Johannes Michalowsky begann die Diskussion am 08.01.03 (10:02) mit folgendem Beitrag:

Im Zweiten Weltkrieg sind – ich greife heraus – 44.000 alliierte Flugzeugbesatzungen alleine bei der Brandschatzung deutscher Städte ums Leben gekommen. Etwa ebenso viele deutsche U-Bootfahrer sind in ihren Stahlsärgen elend erstickt oder ertrunken. Eine nicht ganz sichere Zahl von 270.000 deutschen Soldaten sind in und nach Stalingrad gefallen, erfroren, verhungert, an Krankheiten zugrunde gegangen. Alliierte Invasionstruppen sind am Strand der Normandie von der Verteidigung dahingemetzelt worden.

Südtiroler Verteidiger sind von italienischen Kommandos in die Luft gesprengt worden. Der Stellungskrieg im I. Weltkrieg hat Millionen Menschen in den Schützengräben und unter gnadenlosem Artilleriebombardement das Leben gekostet, man besuche die Gedenkstätten in Verdun oder im Elsaß.

Die Vorstellung von einem gegnerischen Bajonett im Bauch oder das Betrachten des Gruselkabinettes medizinischer Folterinstrumente aus der Schlacht von Waterloo ist beinahe unerträglich.

Man kann es auch umgekehrt sehen: Ein Bomber war für den Jäger das „Ziel“, ebenso bedrohliche U-Boote für ihre Jäger , oder die einen Kampfschiffe für die anderen.
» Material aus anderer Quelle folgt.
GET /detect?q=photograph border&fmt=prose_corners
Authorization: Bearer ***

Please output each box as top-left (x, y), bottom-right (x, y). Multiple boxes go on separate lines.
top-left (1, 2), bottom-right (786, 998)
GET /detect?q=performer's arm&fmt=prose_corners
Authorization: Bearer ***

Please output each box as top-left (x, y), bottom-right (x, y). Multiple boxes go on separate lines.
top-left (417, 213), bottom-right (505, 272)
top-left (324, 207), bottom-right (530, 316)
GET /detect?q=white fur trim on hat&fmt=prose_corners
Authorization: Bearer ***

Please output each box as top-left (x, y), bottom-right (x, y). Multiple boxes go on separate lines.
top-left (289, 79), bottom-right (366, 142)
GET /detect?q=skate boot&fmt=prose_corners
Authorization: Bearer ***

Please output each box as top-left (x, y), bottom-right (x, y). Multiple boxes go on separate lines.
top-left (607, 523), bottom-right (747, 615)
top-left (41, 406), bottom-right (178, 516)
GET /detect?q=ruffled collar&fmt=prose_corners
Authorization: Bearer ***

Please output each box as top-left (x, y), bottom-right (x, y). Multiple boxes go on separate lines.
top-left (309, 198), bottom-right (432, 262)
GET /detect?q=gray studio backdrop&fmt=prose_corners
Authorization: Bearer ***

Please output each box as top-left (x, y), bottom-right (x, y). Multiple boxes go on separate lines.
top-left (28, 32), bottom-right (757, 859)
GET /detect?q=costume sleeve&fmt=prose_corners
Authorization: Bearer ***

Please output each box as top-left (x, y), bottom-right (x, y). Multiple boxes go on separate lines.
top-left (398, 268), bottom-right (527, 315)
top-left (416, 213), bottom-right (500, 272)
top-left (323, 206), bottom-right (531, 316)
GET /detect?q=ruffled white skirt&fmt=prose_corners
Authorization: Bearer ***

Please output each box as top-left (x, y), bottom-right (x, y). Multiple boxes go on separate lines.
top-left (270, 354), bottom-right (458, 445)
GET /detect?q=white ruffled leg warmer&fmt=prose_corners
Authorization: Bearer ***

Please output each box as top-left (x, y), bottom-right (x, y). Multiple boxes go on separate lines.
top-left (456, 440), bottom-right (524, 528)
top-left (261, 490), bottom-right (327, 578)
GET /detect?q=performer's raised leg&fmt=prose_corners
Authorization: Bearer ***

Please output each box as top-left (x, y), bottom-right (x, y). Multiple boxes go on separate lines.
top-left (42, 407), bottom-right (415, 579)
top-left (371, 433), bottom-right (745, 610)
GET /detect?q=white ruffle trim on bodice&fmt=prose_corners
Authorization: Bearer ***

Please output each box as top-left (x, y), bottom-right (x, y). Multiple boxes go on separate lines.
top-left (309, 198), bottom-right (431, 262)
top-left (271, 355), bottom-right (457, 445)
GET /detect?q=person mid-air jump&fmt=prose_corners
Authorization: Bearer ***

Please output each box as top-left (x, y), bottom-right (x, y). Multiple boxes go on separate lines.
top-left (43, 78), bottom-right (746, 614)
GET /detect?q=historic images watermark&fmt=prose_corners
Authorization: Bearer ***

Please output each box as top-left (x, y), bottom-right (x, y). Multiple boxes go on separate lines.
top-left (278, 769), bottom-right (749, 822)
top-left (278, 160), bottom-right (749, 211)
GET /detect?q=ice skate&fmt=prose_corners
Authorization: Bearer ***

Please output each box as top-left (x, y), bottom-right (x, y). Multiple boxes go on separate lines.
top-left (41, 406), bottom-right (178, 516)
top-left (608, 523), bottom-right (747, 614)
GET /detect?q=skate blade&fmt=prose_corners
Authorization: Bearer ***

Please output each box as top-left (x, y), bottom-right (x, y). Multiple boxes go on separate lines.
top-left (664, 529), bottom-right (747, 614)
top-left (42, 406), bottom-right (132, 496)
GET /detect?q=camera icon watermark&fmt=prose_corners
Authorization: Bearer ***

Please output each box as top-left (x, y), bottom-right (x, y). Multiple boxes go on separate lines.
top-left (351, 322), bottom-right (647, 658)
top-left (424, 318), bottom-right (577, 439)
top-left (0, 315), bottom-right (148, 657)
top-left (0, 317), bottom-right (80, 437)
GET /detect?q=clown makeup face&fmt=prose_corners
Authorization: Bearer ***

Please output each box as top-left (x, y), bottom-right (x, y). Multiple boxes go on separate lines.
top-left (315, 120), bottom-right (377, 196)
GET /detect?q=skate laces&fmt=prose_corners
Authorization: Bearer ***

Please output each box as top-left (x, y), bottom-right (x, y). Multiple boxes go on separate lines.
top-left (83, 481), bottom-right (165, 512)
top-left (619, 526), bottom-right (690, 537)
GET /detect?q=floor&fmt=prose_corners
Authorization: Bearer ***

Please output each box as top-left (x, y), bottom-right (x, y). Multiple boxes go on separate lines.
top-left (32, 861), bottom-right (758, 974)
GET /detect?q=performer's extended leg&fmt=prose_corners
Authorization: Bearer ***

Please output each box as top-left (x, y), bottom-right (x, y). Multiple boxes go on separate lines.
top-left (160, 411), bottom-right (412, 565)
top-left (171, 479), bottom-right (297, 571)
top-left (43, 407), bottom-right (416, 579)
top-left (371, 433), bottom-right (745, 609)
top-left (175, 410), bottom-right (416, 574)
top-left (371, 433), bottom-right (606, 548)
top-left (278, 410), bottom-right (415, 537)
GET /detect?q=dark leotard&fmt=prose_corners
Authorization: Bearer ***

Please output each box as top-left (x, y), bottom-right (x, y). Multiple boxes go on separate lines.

Menschen kommen da ebenso wenig vor wie bei der Aussage des US Piloten jetzt, die Karl an anderer Stelle zitiert hat.

Ich habe hier bewußt einmal Zivilisten einerseits und Holocaust und Genozid andererseits außen vor gelassen.

Denn ich denke – und diesen Gedanken befällt mich immer wieder, wenn ich an Ereignisse der geschilderten Art erinnert werde -, daß auch junge Männer, um die es sich hier durchweg handelt, schrecklich gelitten haben und unvorstellbar viele einen fürchterlichen Tod erleiden mußten. Da tröstet nur in geringem Ausmaß die Vorstellung, daß am Beginn Freiwilligkeit, ja Begeisterung für eine kriegerische Aufgabe stand, man denke nur an die Schilderung über das Auslaufen der Bismarck zu ihrer Todesfahrt. Viele, wahrscheinlich alle diese Opfer hatten sich das Ende wohl nicht so vorgestellt.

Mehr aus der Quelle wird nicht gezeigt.